Nuclear Archive Shows that Iran Camouflaged Its Nuclear Weapons Program

(The Hill) David Albright and Olli Heinonen - Israel's acquisition in early 2018 of a significant portion of Iran's nuclear archive, which details an effort to build five nuclear weapons and prepare an underground nuclear test site in the early 2000s, has revealed an unpleasant truth: Iran has been in violation of the spirit, if not the letter, of the nuclear Non-Proliferation Treaty (NPT), the 2015 nuclear deal, and other non-proliferation commitments. Instead of demanding a nuclear standard for Iran that the International Atomic Energy Agency (IAEA) has applied to other countries, however, many are turning a blind eye to Tehran's dangerous transgressions. The seized archive shows a robust program in the early 2000s to build nuclear weapons. Under intense international pressure in 2003, Iran downsized it, but the archive shows that instead of ending it, Iran reoriented its nuclear weapons program to survive as a smaller, more camouflaged one. This archive clearly is designed to be used to preserve and reconstitute a path to an atomic arsenal.

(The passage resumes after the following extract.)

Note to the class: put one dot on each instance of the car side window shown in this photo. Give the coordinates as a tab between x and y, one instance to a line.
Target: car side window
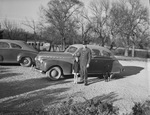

The documents show that Iran's atomic ambitions were much further along than previously known. Most worrisome, breakout time for a missile-deliverable nuclear warhead was much shorter than U.S. officials thought likely. David Albright is president of the Institute for Science and International Security in Washington. Olli Heinonen is former deputy director general of the International Atomic Energy Agency and head of its Department of Safeguards.